Boy, 16, spends $1200 a day on ice

A 16-year-old in the grip of a $1200-a-day ice addiction left a half-eaten sausage roll at the scene of one of his six alleged burglaries, a court has heard.

The boy, who cannot be named for legal reasons, allegedly raided six homes and stole three cars in just over a week to fund “a significant drug addiction”, a police informant told a Children’s Court.

The teenager, released from youth detention in February, was arrested with a swag of allegedly stolen goods at an associate’s home on March 13.

The court heard the associate told police he knew the alleged items were stolen and the boy had been bringing them for a number of weeks.

The boy, charged with a number of offences including aggravated burglary, burglary, theft, three thefts of and from a motor vehicle and resist police, appeared at a Children’s Court for a bail application.

The police prosecutor told the court the boy and his co-accused left a half-eaten sausage roll at one of the alleged burglaries on March 12.

She alleged the sausage roll matched items purchased from a service station with a credit card stolen from a previous burglary.

Almost $10,000 in electrical goods was stolen during one alleged burglary on March 7, while the teenager is accused of taking cash and power tools during other home invasions.

The police prosecutor said when interviewed on March 13, the boy was upset and seemingly withdrawing from drugs.

She told the court a friend had told her the boy was using $1200 of ice per day. 

Police opposed the boy’s bail, alleging he drove while substance affected and posed a considerable danger to the community because of his ongoing drug use.

The boy’s lawyer said he was in desperate need of drug treatment, which he would not receive in custody.
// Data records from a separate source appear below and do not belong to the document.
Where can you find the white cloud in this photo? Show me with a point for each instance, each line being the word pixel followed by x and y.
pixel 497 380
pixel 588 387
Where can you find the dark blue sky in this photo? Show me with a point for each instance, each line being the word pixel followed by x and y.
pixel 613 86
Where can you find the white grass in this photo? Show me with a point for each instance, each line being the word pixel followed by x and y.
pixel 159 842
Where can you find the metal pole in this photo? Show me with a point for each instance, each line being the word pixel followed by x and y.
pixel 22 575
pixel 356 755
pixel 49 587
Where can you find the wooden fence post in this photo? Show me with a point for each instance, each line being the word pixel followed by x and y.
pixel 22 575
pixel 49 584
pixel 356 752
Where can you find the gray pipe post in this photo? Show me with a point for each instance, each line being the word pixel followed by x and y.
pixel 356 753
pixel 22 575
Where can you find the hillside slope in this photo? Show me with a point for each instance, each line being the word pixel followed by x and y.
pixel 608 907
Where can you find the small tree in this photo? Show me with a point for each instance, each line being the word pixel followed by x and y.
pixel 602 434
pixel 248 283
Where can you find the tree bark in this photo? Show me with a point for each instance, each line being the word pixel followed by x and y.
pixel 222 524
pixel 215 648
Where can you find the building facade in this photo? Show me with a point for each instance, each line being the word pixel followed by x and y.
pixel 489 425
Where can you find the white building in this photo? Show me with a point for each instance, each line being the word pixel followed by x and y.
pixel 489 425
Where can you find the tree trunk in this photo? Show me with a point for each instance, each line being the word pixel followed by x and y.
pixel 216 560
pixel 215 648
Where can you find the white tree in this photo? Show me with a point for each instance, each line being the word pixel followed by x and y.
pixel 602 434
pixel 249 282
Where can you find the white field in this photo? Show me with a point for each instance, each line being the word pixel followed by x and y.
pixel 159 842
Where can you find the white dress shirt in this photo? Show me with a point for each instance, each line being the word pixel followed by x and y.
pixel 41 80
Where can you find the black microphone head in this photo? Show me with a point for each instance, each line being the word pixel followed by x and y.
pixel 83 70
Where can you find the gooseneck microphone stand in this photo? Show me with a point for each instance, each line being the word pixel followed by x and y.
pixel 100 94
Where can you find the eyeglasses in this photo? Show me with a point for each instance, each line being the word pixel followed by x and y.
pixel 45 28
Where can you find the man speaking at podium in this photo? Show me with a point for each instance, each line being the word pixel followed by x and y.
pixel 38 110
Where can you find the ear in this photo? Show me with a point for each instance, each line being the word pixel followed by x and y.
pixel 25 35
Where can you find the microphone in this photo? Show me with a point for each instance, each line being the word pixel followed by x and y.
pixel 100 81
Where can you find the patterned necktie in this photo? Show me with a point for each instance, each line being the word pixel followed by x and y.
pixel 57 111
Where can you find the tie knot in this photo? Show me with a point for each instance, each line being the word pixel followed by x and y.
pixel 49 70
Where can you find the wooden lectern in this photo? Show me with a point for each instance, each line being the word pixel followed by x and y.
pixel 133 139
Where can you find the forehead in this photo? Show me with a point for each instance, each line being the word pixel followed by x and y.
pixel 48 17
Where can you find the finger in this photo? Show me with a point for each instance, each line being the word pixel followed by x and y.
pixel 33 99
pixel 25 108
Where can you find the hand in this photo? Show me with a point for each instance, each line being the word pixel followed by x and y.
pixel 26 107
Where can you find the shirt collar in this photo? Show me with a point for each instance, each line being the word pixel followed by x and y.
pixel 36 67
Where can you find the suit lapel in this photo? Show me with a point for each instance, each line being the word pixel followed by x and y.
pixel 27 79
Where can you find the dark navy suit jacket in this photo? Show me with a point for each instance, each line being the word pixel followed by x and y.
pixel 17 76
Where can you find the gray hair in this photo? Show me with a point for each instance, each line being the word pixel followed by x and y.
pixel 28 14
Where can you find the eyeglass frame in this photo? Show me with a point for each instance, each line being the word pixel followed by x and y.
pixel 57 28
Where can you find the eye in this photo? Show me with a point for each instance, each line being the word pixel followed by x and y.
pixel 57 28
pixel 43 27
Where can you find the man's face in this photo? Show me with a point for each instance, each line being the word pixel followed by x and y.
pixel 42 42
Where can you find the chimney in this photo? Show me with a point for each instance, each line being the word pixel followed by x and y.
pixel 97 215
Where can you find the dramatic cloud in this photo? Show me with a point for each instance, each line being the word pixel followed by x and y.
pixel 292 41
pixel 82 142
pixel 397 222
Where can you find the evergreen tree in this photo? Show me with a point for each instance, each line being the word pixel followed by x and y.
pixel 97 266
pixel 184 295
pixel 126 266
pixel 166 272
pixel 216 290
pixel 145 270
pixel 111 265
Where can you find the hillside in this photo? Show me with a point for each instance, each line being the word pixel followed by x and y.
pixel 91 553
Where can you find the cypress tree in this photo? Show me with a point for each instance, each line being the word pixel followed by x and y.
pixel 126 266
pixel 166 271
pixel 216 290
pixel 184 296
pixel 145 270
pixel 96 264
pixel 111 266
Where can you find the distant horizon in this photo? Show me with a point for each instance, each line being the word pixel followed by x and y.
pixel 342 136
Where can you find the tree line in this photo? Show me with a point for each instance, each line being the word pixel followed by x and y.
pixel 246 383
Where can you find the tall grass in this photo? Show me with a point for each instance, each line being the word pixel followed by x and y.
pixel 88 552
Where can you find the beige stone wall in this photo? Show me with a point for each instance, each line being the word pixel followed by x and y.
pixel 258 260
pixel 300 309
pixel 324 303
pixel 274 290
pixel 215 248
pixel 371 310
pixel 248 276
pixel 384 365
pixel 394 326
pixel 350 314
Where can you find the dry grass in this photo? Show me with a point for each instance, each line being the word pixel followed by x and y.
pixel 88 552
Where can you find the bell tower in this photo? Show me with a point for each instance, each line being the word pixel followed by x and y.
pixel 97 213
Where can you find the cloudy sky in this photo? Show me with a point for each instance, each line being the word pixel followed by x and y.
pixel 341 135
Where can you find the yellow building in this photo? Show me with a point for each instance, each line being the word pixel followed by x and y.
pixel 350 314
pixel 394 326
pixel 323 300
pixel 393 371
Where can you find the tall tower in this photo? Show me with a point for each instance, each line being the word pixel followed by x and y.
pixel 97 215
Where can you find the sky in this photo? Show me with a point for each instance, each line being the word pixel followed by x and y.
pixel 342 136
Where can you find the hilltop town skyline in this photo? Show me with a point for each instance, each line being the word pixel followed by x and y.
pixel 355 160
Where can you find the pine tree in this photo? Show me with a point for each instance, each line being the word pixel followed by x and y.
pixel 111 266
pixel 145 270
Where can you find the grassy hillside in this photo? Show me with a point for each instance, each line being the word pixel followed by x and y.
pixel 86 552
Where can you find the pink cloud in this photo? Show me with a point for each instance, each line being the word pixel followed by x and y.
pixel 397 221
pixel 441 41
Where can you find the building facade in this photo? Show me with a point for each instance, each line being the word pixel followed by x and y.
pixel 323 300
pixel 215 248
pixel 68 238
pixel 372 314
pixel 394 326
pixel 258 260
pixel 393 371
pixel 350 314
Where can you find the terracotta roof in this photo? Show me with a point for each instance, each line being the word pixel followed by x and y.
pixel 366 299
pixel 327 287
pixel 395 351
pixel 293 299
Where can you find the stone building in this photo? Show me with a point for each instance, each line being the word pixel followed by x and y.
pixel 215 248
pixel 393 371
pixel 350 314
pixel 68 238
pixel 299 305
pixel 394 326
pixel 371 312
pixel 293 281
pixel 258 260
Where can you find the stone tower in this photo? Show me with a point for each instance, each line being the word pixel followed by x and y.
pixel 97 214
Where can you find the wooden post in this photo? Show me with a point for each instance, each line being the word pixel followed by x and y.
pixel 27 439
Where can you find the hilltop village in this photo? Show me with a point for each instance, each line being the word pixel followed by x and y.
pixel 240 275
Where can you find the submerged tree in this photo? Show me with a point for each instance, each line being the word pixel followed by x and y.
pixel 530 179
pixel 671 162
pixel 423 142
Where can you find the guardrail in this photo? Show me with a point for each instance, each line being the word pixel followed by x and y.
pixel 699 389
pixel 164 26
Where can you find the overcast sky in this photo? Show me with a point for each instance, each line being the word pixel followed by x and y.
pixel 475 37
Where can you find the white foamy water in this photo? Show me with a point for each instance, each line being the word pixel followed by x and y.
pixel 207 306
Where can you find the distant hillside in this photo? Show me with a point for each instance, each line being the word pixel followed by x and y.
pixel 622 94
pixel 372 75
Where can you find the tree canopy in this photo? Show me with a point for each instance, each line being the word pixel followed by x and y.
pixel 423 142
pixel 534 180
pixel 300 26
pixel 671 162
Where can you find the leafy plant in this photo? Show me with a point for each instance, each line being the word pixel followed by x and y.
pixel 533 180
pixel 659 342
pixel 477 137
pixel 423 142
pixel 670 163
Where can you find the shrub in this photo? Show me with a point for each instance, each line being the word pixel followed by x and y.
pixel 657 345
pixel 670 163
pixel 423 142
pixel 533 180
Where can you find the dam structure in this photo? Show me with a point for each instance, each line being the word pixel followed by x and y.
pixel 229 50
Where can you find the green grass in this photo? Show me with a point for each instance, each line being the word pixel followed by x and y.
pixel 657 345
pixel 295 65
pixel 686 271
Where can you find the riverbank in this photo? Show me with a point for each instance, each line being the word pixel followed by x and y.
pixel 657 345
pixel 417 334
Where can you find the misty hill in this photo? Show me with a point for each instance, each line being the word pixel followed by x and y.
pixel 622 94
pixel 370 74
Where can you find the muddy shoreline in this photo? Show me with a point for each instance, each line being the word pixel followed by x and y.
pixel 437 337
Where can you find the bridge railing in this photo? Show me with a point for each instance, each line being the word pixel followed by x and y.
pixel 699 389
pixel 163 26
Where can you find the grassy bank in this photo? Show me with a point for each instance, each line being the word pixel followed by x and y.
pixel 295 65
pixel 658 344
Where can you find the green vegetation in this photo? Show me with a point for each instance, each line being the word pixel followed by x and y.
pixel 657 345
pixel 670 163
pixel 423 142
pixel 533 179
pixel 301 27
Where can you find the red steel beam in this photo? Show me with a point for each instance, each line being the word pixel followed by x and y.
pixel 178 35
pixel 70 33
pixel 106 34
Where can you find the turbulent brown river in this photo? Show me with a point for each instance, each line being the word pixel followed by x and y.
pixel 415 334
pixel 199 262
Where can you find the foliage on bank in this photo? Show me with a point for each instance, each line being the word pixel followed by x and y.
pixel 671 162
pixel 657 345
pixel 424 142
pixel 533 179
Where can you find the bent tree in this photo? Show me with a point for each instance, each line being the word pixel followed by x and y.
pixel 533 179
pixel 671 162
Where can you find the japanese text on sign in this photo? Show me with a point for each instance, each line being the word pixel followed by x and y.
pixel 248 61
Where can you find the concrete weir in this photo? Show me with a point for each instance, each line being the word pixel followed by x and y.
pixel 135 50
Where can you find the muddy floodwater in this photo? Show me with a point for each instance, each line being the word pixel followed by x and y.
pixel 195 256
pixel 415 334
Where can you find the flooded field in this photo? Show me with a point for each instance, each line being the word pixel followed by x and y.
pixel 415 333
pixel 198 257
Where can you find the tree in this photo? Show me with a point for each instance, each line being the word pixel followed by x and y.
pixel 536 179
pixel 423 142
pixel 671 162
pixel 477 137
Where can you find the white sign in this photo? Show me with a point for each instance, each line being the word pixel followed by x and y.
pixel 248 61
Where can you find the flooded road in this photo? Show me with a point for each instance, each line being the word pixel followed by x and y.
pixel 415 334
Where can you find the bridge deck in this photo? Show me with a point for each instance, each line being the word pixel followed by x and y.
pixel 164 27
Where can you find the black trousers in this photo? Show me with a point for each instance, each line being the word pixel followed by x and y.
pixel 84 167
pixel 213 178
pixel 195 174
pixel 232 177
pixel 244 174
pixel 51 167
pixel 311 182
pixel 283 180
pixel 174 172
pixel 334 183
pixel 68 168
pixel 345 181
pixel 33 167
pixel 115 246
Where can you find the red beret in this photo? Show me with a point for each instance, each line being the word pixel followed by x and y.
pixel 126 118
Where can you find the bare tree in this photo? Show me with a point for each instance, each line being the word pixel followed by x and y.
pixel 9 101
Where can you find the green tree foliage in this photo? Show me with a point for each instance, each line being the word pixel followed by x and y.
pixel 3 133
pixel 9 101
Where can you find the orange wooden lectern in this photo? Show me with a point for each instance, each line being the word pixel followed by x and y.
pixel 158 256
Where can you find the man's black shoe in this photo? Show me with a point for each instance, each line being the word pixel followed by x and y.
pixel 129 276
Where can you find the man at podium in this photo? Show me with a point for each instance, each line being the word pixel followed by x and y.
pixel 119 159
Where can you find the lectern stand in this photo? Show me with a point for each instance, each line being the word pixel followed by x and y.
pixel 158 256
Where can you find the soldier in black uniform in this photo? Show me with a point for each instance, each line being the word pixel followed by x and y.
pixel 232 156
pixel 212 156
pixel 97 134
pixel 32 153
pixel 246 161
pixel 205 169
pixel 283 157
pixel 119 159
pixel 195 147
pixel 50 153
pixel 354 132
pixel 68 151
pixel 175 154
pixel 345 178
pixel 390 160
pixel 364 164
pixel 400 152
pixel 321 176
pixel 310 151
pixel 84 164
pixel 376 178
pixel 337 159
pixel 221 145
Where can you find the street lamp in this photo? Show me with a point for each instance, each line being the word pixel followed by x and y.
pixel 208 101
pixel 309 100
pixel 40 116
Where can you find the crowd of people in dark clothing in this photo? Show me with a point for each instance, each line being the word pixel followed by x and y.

She proposed the boy live with his parents, who she said were both devastated by his appearance when he fronted court last week.

In refusing the boy’s bail, the Magistrate said the teenager posed an unacceptable risk to the community if released.

“I’m not satisfied that without intense support, probably through a residential program, that he would be likely to succeed when withdrawing off drugs,” he said.